Many of us have read the articles from prominent members of the Canadian tech community lauding the government for streamlining the immigration process for highly skilled workers. After all, many of those skilled workers affected by changing immigration policies will likely end up working in Canada’s fast growing tech sector. And while much of the industry’s focus has been outside our borders, we shouldn’t overlook opportunities for building a more digital workforce with good old homegrown Canadian talent. In many ways, this ‘levelling up’ of our broader workforce will be necessary in order to support our aspirations of becoming a haven for highly skilled tech workers and the companies they work for.

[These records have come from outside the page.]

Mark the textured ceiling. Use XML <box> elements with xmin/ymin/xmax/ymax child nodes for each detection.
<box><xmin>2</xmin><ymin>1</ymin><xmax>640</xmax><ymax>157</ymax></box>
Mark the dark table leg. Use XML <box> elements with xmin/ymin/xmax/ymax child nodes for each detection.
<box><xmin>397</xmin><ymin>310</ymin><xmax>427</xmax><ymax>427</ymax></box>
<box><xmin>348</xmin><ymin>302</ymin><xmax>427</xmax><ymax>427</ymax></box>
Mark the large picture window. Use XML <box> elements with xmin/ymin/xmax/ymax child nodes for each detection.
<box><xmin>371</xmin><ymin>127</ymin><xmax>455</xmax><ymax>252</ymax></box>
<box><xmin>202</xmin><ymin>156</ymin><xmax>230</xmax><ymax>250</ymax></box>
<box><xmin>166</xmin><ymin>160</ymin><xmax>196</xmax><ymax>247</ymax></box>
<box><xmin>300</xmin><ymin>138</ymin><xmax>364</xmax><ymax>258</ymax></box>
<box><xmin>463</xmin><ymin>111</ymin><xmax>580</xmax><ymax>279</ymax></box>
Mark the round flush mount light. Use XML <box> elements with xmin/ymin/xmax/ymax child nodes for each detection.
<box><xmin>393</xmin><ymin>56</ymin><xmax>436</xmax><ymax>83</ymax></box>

Unfortunately, there’s a major skills gap in the Canadian workforce. According to recent research from the Information and Communications Technology Council (ICTC): “In 2010, the Government of Canada found that a substantial proportion — almost 40% — of Canadian workers lack the necessary skills to support digital adoption.”
Reversing the Brain Drain
Silicon Valley and other US cities are full of proud Canadians working for some of the largest and most influential tech companies in the world. However, the shifting sands of U.S. immigration policy are creating a number of potential scenarios where the free flow of workers and goods between the worlds largest trading partners, is much more restricted than ever before. These firms have certainly been the most vocal about the dramatically negative impacts to their businesses if the current direction of U.S. immigration policies continues. However, through crisis there is opportunity.
With investment, and well-compensated tech jobs paired with a stable economy, we could potentially reverse the brain drain that’s plagued our workforce over the last few decades. Canada has a golden opportunity to ‘seize the day’ and begin a concerted effort to woo individuals and companies to join us in our stable and steadily growing tech sector. Our federal and provincial governments should be actively developing policies and incentives that make it attractive and easy for high tech companies to increase their investment and operations in Canada.

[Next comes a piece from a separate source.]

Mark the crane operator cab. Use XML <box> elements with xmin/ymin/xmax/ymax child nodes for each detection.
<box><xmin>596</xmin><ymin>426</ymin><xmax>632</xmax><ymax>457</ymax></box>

However, in order to support this ambitious plan, we simultaneously need to implement policies and initiatives to develop a broad and diverse workforce of technically skilled employees to work alongside (and support) the global superstars. We must tackle the costly investment of upskilling and retraining our workforce with the skills required to participate in the digital economy.

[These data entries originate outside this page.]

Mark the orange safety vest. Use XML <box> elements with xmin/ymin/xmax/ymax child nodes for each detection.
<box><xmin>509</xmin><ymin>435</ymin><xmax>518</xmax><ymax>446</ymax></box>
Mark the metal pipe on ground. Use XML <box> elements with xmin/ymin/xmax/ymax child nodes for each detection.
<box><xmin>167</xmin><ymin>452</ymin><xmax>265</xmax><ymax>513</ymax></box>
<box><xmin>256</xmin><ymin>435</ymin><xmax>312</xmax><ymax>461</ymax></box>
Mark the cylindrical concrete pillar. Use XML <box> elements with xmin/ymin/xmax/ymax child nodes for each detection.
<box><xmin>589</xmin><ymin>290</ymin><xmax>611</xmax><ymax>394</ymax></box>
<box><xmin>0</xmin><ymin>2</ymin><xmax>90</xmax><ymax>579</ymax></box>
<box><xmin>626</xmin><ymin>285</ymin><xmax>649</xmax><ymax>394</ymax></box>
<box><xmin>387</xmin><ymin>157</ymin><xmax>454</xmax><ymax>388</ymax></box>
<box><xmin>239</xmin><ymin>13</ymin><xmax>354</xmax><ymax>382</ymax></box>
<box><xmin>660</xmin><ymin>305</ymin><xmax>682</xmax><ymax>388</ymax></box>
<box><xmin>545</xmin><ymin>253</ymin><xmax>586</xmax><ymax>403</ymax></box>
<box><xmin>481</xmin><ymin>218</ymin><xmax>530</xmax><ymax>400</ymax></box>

Technical Training Benefits More Than Just The Tech Industry
Yes, filling the skills gap with investment in technical training for non-technical Canadians will surely benefit tech companies desperate for talent. But that’s not the only industry that stands to benefit from a deeper tech talent pool — more “traditional” industries are becoming increasingly digital. Every niche, from banks to builders, now needs an online presence, digital marketing in order to procure clients and customers, and programmers to support digital operating models. As the ICTC reports states: “Given that more than half of Canadian ICT workers are employed in sectors outside of ICT, the value-added by ICT workers across all sectors of the economy is expected to intensify over the next five years as businesses adopt new technologies.”
As the research shows, the need for technical professionals across all industries will only increase as the average Canadian becomes more digitally savvy and demands increasingly complex services.
Laying the Groundwork: How to Invest in Canada’s Future
So, how do we move forward from here? How can we offer the kind of technical training needed to help close the gap and give Canadians access to in-demand ICT jobs? There are funding sources available to subsidize programs for Canadians eager to invest in making lifelong learning a priority for both individuals and businesses. Expanding programs like the Canada-Ontario Job Grant and technology adoption subsidies would incentivize employers to upgrade their employees’ skills and adopt technology that could streamline their businesses.
The payoff for employers is obvious. By offering access to relevant training, they get more qualified, engaged employees who can help them scale their digital businesses. After all, studies show that 58% of employees (62% of Millennials and GenX) say that professional development contributes to their job satisfaction — which helps them be more productive and stick around longer.
Making the Investment: Moving Forward
While we’re focused on recruiting talent for a brighter economic future, let’s not forget the talent right here who can help Canada become a technological world leader. With a little investment and growth, we can ensure more Canadians have the skills they need to compete for these in-demand positions.